# Need California Advice :-)



## Doxie-Doglover-Too (Jan 25, 2007)

In May we will be going to California to see alot of family and some friends. Really looking forward to it! We are looking for suggestions of where to stay. We have family in Sacramento area and Redding area. I would like to be within driving distance of Sacramento for day tripping. We would also like to hit the coast for a couple of days at end of our stay. We leave Wa State on May 5 and have to be home May 15.
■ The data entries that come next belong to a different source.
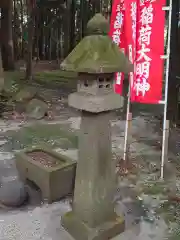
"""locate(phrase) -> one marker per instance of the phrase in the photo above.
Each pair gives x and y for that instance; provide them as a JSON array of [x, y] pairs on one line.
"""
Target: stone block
[[52, 172]]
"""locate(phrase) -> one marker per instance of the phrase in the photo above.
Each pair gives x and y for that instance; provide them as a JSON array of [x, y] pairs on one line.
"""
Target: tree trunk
[[31, 29], [7, 42]]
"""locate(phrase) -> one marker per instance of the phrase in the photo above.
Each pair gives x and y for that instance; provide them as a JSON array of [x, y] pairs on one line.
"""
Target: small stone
[[25, 94], [13, 193], [36, 109]]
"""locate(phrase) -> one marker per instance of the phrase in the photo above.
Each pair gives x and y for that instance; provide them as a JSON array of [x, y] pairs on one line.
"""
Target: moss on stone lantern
[[96, 53], [96, 58]]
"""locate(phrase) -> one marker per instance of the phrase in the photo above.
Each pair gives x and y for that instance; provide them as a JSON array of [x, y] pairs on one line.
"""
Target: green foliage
[[53, 134]]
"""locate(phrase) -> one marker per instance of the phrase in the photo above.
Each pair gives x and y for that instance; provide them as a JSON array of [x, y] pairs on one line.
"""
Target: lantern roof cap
[[97, 25], [97, 53]]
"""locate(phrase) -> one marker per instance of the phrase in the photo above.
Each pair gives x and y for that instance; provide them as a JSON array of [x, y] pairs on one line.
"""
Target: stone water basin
[[52, 172]]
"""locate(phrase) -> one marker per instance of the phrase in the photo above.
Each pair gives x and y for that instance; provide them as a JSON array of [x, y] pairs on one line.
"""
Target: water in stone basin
[[44, 158]]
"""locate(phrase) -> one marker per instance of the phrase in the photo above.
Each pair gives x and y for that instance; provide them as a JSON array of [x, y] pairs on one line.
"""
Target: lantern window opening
[[86, 83], [108, 79], [108, 85], [101, 80]]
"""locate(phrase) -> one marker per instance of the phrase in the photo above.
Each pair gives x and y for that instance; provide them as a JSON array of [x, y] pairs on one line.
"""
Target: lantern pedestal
[[93, 216]]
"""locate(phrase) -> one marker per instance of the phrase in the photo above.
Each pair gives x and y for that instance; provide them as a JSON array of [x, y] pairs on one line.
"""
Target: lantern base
[[81, 231]]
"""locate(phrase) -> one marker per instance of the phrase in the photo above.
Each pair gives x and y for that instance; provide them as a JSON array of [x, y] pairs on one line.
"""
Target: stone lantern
[[96, 58]]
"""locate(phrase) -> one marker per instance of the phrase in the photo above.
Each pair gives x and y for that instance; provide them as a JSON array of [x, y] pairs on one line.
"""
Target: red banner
[[118, 36], [147, 87], [130, 32]]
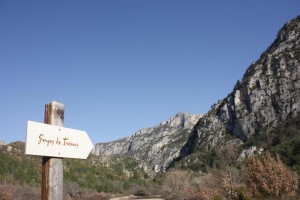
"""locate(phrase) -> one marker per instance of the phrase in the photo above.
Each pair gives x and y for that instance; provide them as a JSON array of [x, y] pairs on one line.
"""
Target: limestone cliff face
[[268, 94], [155, 147]]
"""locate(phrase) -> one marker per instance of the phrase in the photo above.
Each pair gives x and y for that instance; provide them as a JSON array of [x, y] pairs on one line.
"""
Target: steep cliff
[[155, 147], [267, 95]]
What are some recommendations of where to stay? Thank you!!


----------



## Herbicidal (Aug 29, 2003)

Campgrounds or hotel/motel?


----------



## Doxie-Doglover-Too (Jan 25, 2007)

Campgrounds


----------



## Herbicidal (Aug 29, 2003)

So I-5 runs between Sac and Redding. Are you thinking along I-5? What do you consider to be "driving distance of Sacramento"? Having just driven up and back on I-5 to Washington state between Christmas and New Years I know that Sacramento and Redding are about 2.5 hours apart.


----------



## Doxie-Doglover-Too (Jan 25, 2007)

any suggestions of places are welcomed! People can come to us to visit and we can drive wherever! Thank you!


----------



## Herbicidal (Aug 29, 2003)

I was hoping I could give more ideas on where to camp. I have never really looked in my own "backyard" before. May is going to start getting warm and I would think you'd want a place with full hook-up's so you can run the A/C. The only place I have seen but never stayed in is located in Red Bluff right off I-5. It is www.DurangoRVResorts.com. It seems to get good reviews.

Perhaps other Outbackers from out of the area have found additional places to stay. That stretch of I-5 between Redding and Sacramento is pretty empty of camping areas. I can't even think of any place in Sacramento either, other than one sad KOA in West Sac. Sorry I couldn't be more help.


----------